La marinière est le symbole d’une décontraction n’excluant pas l’élégance. De ses fragrances iodées émanent une légèreté estivale dont se sont emparés les plus grands créateurs qui exhibèrent ses rayures le long de prestigieux podiums. Mais cette réussite ne fut en rien acquise d’avance, cette pièce incontournable eut à franchir de nombreux obstacles en rapport avec ses origines sulfureuses avant de trôner dans les vestiaires du monde entier. Récit d’une success story bariolée.
La marinière reste irrémédiablement liée aux rayures qui strient son corps ; Ce sont ces rayures, initialement frappées du sceau de l’infamie, qui lui apportèrent succès et reconnaissance. Car entre le Moyen Âge et le début du 20 ème siècle les rayures marquèrent les marginaux de tous poils d’un emblème diabolique : prostituées, saltimbanques, bourreaux, hérétiques, puis bagnards, ou domestiques, mieux valait ne pas croiser ses détenteurs. Pas étonnant que les simples matelots durent en porter pour mieux afficher leur basse condition, et selon un usage strict et parfaitement réglementé qui plus est!
Jean-Antoine Watteau, Mezettin (1717-1719)

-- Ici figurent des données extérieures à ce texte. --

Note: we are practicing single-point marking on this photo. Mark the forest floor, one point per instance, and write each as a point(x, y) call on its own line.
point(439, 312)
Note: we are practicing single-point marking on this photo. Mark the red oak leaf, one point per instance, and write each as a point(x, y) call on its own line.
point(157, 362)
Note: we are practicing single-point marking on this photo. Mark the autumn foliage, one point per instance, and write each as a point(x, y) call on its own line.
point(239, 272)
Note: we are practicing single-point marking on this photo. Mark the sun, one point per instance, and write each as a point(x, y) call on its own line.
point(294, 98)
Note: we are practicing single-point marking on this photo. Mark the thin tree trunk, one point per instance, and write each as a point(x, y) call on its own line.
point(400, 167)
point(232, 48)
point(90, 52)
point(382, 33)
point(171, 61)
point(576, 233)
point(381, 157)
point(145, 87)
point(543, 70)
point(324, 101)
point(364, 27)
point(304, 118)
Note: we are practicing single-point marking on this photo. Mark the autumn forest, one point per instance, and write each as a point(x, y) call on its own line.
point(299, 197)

Mais alors que le 19ème siècle se finissait, un phénomène nouveau émergea sous l'impulsion de la bourgeoisie : celui des vacances en bord de mer. Les médecins de l’époque recommandaient alors ces escapades aux bienfaits incomparables (le fameux air marin) dont beaucoup d’écrivains narrèrent le déroulement. La mer acquit soudain ses lettres de noblesse, offrant aux rayures l’occasion de s’associer à ses bénéfices en terme d'image. A partir de ce moment les maillots, les serviettes, et les cabanes de plage se zébrèrent sans complexes. Les rayures sortaient de leur territoire infernal pour la première fois en accompagnant le grand monde.
Claude Monet, Sur la Plage à Trouville (1871)
Une jeune styliste consciente de cet engouement osa détourner ce symbole cantonné aux plages normandes pour le transposer dans les milieux aristocratiques et fortunés. Son nom ? Coco Chanel. Ambitionnant de proposer une alternative au costume de bain, cette dernière s’inspira des marins de Deauville, ville où elle tint une luxueuse boutique. Suivant le cours de la seine, la marinière remonta jusqu’à Paris où la belle époque lui réserva une place avant-gardiste. Grâce à elle, et suivant la réhabilitation partielle des rayures, la marinière s'extrait de son milieu pour rejoindre des armoires plus respectables.
Symbole de l’émancipation féminine et d'une certaine marginalité, la marinière occupa fièrement la garde robe des icônes des 50’s qui installèrent durablement sa notoriété. Ses rayures recouvrirent soudain des bustes affichant fièrement leur anti-conformisme. James Dean, Picasso, Sagan ou encore Brigite Bardot, la rébellion s’affranchit à ce moment du sexe ; l’époque également. Jean Seberg accomplit d'ailleurs la réconciliation de Mars et Vénus en le portant avec le cheveu court dans A Bout de Souffle.
Au milieu des 80’s Jean-Paul Gaultier accentua cette ambivalence homme-femme en lançant la mode Boy Toy dont la marinière deviendra le blason. Moulée près du corps, celle-ci se dévirilise et annonce l’émergence d’un masculin de plus en plus féminin. Qu’importe l’époque, l’habit accompagne les avant-gardes en leur conférant ce statut si particulier et privilégié. Quant au marin, il semble bien loin du matelot du 19ème siècle!
Les 90’s consacreront les rayures en l’associant à la contre-culture : Kurt Cobain et Freddy Krueger se les accapareront en oubliant au passage le blanc d’origine. Une façon de conserver leur virilité ?
De nos jours, la marinière reste un habit dont l’aura féminine occulte le passé imbibé de la gnôle des flibustiers. En échangeant la leur, les hommes et les femmes échangèrent un peu de leur attributs. Les premiers atténuèrent leur virilité en arborant une innocence enfantine alors que les secondes s’en emparèrent en la jouant rock’n roll. La marinière une histoire de sexe?